Arkadaş grupları: Çocuklar arkadaş gruplarında oynarken yaşama ilişkin pek çok
şey öğrenirler. Arkadaşları ile oynarken, konuşurken ve onları gözlerken duygusal
olarak rahatlayabilirler. Buna karşın, arkadaş gruplarının özellikle ergen evresinde
olumsuz etkileri de olabilir. Toplum için zararlı davranış ve alışkanlıklara sahip
arkadaş gruplarına giren çocuklarda bu davranış ve alışkanlıkları gösterebilir. Çünkü,
çocuklar ve ergenler yaşıtlarının yaptığı davranışları yapma eğilimindedirler.

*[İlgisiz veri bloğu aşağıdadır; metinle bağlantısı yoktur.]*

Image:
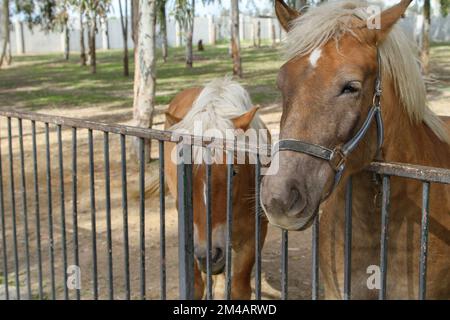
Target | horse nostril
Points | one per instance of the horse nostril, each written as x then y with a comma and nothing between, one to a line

Kitle iletişim araçları: Televizyon, radyo, gazete, dergi ve internet gibi kitle
iletişim araçlarını çocukların gelişimini hem olumlu hem de olumsuz olarak
etkilemektedir. Televizyon çocukların gelişimini özellikle reklamlar ve çizgi film
yoluyla etkilemektedir. Örneğin; televizyondaki güzel bir süt reklamı çocukları süt
içmeye özendirerek olumlu, güzel bir çikolata reklamı çocukların çikolatayı fazla
tüketmesine neden olarak olumsuz etki göstermektedir.
İnternet yoluyla çocuklar ve gençler değişik insanlar tanıyarak sosyalleşmekte
değişik uyarıcılarla karşılaşarak ve bilgiler edinerek zihinlerini ve dillerini
geliştirmekte; bununla birlikte,yaşlarına uygun olmayan yayınları izleyerek duygusal
ve sosyal gelişimleri yönünden olumsuz özelliklere sahip olabilmektedirler.